One of my colleagues defines adventure as an activity where we cannot be confident of the outcome from the outset.
It's a good definition because it is as apt a description of climbing a mountain as it is for what should happen in a school physics lab or drama rehearsal room.
When applied to learning, adventure means a profound, challenging, life-changing experience requiring alertness, critical thinking and self-confidence.
These are values we all need in day-to-day life as adults trying to navigate unexpected events and situations; and we are doing our students a disservice if we do not cultivate in them the same 'habit' of adventure: imagine how unsettling it would be to leave school at 18 and head off into the world without the resources not only to survive but to flourish in it.
There are numerous ways to instil this sense of adventure in a school environment and these do not involve taking reckless risks or playing fast and loose with the safety of children; nothing could be further from the truth.

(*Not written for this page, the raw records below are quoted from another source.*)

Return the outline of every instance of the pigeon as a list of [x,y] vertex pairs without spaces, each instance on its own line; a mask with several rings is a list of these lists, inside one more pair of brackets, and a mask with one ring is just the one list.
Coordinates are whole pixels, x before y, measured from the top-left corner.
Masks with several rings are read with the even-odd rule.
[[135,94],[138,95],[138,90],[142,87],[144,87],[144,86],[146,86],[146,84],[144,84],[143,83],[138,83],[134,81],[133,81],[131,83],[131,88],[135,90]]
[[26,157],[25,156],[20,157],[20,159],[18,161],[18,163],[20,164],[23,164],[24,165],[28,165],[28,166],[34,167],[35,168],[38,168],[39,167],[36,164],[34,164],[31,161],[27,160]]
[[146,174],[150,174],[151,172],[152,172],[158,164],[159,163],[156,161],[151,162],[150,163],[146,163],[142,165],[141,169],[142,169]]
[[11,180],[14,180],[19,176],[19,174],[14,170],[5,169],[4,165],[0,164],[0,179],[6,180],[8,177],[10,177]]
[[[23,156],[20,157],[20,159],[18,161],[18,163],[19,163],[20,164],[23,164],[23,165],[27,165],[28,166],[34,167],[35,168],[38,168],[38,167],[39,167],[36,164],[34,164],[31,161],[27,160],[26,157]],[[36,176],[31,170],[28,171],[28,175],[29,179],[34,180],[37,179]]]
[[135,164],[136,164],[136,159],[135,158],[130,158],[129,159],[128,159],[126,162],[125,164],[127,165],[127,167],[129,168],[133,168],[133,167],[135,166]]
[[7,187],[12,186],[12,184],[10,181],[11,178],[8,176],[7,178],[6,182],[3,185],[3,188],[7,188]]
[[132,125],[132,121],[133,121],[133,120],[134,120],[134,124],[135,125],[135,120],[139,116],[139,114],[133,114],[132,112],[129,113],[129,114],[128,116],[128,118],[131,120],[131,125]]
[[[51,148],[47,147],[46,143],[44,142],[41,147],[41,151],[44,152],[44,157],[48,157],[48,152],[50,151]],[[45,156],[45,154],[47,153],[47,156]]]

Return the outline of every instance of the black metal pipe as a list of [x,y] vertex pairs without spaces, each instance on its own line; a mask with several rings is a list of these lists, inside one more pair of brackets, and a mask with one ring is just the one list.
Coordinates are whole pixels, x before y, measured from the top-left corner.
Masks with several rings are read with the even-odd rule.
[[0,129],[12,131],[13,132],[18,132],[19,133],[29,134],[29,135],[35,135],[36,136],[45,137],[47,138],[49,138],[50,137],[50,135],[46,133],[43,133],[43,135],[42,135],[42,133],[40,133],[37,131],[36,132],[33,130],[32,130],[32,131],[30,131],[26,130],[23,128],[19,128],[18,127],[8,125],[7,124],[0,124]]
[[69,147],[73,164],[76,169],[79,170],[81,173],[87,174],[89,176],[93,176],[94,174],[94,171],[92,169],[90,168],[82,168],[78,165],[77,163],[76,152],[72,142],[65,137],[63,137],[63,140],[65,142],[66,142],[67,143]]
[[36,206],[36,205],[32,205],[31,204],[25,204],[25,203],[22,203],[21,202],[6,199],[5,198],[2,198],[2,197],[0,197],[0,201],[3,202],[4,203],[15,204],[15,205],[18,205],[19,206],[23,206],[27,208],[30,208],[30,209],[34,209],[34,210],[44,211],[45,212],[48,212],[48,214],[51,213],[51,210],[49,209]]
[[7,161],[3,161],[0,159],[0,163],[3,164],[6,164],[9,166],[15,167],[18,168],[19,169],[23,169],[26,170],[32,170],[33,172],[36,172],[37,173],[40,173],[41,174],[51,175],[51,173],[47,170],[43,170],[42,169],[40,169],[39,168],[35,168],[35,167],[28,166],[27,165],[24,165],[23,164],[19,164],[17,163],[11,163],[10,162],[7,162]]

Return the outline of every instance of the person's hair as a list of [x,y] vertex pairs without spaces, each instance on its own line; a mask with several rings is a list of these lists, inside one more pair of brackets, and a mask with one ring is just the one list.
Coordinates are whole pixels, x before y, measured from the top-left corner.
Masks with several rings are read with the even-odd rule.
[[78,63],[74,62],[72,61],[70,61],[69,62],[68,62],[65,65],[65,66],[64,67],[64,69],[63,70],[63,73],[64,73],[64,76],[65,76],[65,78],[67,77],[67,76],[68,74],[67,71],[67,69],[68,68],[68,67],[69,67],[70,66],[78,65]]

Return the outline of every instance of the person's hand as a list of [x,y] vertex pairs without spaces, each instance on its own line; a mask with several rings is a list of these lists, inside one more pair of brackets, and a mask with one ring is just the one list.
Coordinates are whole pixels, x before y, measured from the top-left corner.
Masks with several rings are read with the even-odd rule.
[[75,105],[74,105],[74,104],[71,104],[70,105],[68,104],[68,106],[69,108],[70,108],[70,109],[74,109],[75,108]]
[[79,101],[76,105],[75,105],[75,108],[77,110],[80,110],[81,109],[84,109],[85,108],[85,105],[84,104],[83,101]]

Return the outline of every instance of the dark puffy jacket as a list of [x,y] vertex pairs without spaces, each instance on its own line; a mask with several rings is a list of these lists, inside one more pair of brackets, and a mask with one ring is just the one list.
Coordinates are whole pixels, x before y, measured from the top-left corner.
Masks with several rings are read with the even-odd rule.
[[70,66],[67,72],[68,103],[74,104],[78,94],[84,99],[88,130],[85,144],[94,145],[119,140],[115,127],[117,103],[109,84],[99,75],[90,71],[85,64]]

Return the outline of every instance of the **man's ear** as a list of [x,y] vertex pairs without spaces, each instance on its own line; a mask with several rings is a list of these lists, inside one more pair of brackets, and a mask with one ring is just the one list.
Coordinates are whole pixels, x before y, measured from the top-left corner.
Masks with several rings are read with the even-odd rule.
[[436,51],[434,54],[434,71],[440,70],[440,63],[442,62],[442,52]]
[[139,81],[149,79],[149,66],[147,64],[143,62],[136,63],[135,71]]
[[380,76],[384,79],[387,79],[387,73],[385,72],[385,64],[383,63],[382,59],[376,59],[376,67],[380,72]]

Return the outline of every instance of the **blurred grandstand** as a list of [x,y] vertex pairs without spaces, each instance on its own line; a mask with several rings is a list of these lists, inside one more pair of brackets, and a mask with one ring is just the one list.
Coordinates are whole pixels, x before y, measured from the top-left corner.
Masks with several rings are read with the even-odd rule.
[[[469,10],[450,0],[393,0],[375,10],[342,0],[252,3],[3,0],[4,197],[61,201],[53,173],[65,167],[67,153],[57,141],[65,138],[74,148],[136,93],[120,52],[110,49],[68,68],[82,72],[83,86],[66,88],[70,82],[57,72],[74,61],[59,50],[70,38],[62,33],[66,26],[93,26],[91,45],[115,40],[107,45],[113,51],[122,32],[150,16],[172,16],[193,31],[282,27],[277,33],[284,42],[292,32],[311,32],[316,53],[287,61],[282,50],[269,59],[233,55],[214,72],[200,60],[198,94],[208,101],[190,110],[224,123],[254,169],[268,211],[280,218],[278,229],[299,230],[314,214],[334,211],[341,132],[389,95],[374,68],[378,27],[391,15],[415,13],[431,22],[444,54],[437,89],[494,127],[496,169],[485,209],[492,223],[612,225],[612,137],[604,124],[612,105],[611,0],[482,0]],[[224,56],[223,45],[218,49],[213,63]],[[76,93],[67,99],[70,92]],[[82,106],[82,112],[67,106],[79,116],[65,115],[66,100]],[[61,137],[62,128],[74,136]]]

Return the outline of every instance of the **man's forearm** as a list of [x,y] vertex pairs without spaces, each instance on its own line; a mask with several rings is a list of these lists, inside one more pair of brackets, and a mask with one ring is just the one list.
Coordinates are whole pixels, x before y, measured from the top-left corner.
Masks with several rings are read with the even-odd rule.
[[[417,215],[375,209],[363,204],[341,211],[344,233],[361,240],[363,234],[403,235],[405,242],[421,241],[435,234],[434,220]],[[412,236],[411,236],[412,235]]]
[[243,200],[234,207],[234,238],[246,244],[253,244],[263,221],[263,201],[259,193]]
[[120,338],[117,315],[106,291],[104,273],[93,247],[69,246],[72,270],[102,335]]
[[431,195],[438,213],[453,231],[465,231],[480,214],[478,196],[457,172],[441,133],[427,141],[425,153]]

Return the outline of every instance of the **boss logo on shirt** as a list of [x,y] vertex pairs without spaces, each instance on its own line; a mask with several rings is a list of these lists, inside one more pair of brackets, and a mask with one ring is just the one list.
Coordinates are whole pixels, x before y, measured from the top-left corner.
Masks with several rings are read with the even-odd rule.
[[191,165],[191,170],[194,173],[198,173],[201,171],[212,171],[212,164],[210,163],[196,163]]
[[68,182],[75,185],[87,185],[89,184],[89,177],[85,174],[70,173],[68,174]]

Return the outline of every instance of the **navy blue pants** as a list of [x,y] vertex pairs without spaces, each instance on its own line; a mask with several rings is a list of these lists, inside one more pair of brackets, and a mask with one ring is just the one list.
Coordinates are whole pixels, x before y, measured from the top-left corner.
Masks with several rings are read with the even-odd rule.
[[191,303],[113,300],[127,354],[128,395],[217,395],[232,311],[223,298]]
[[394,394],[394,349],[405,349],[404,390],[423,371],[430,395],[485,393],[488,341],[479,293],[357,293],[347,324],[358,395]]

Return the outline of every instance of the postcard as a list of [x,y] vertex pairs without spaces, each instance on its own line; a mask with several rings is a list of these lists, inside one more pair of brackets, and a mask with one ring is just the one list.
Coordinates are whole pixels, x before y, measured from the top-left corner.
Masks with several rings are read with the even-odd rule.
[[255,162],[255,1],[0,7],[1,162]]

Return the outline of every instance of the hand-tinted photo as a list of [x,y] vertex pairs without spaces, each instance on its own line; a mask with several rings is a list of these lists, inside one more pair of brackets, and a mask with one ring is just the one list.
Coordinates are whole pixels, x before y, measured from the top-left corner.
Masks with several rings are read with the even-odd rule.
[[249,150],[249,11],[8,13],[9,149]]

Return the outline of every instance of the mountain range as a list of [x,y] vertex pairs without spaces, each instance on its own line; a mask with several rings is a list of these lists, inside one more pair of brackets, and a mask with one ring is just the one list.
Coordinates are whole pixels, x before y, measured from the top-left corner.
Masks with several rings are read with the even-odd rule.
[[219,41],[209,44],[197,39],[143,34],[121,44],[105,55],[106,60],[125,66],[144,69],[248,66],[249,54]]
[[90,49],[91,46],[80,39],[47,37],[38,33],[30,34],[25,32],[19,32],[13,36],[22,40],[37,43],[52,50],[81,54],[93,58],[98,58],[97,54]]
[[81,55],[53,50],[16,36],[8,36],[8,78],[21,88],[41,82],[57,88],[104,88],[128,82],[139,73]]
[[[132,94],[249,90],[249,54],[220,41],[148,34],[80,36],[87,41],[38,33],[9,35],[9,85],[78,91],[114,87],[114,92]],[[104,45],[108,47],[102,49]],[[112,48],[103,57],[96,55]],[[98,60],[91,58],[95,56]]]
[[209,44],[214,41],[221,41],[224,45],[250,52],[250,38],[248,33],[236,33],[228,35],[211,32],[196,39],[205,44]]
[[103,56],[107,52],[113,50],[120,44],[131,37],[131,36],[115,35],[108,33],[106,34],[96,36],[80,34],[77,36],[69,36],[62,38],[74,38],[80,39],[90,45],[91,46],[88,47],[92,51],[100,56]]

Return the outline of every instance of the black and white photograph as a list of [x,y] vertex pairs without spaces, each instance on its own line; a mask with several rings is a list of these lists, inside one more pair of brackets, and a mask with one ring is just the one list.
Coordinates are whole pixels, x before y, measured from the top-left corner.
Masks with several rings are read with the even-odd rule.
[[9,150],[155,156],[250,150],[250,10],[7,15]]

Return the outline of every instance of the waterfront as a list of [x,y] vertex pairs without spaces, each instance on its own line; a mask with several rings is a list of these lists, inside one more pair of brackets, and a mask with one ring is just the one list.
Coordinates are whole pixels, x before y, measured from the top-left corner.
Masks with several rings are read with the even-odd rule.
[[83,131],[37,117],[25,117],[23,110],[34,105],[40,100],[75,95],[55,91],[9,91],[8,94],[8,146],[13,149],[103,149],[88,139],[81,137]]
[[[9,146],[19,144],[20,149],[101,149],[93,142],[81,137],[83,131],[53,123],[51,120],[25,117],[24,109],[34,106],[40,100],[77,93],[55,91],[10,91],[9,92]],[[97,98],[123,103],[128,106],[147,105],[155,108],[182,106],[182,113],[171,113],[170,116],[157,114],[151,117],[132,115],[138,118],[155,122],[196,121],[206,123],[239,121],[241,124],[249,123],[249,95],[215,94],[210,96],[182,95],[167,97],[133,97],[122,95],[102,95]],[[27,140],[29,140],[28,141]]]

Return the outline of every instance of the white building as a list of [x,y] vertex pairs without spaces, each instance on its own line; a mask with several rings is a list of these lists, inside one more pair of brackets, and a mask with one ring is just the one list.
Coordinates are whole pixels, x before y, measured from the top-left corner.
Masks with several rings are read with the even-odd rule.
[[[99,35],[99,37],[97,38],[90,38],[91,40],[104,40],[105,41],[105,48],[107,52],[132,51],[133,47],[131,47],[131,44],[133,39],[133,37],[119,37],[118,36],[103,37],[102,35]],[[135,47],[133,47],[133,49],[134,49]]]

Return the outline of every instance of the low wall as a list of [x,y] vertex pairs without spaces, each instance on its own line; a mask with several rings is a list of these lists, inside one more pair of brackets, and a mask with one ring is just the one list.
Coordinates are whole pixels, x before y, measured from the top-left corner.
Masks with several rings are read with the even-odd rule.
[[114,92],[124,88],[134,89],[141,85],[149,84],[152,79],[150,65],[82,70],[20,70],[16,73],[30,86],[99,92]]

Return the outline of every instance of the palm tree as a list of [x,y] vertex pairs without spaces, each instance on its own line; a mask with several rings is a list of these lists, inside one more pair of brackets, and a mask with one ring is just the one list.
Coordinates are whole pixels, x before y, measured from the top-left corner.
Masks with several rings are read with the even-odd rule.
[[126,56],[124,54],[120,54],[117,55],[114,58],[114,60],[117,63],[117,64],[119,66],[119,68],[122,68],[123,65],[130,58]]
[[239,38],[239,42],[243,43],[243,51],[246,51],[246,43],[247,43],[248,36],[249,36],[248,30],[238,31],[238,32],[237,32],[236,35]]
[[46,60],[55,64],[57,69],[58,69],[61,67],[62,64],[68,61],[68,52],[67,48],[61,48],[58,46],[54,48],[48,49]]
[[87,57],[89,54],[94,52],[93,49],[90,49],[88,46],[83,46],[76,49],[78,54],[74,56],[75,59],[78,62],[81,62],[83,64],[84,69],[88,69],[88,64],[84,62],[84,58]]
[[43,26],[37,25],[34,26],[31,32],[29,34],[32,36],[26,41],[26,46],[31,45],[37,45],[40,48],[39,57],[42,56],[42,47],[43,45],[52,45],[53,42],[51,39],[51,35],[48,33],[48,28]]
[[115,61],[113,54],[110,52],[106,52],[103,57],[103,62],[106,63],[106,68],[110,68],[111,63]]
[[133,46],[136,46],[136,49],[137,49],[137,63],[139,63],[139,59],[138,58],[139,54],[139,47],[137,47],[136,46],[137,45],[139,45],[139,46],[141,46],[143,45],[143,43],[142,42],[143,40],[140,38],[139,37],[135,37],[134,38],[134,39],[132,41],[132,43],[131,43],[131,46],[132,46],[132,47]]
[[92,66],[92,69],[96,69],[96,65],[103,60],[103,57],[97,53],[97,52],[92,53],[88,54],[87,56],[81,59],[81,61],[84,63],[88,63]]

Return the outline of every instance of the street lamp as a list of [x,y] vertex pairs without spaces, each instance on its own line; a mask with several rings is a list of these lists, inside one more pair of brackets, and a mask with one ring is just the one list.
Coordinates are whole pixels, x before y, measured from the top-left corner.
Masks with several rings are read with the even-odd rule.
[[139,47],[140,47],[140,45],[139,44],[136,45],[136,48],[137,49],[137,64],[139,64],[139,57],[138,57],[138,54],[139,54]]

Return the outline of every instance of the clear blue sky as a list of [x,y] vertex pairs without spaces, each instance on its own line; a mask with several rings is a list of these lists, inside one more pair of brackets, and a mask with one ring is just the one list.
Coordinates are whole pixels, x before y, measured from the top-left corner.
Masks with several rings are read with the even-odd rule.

However, what I do want to advocate for our schools is an environment in which mistakes and poor choices can be made safely and their outcomes reviewed objectively as part of the learning process.
It is a cliche to say that we learn more from failure than from success but, as with most cliches, this one has a significant element of truth to it.
Being free to fail is about having flexible boundaries and being afforded the liberty to experiment with that flexibility without it costing too much.
Expeditions to the more inhospitable corners of the planet, field trips and Forest School, the Duke of Edinburgh's award scheme... there is plenty of scope for large scale, exciting learning experiences which are evidently less controllable and predictable than a traditional classroom lesson.
But what happens on the big scale is also achievable on the small scale, day by day in every classroom: there can be, and should be, an element of surprise at the destination students and teacher have reached together by the end of a lesson.
As a teacher, I need to plan my lesson, to be sure, but I don't need to know (and should not plan to know) how every moment of the session will pan out before I start: I need to continue to cultivate my own sense of adventure as much as the students do.
My observation, for what it's worth, is that human beings have a tendency to strive for security, stability and certainty and yet, ironically, these are the very things which evade us again and again as we navigate our way through life.
We need to prepare our young people for this reality and equip them to face the unknown with confidence and relish the inevitable adventures with which life will present them.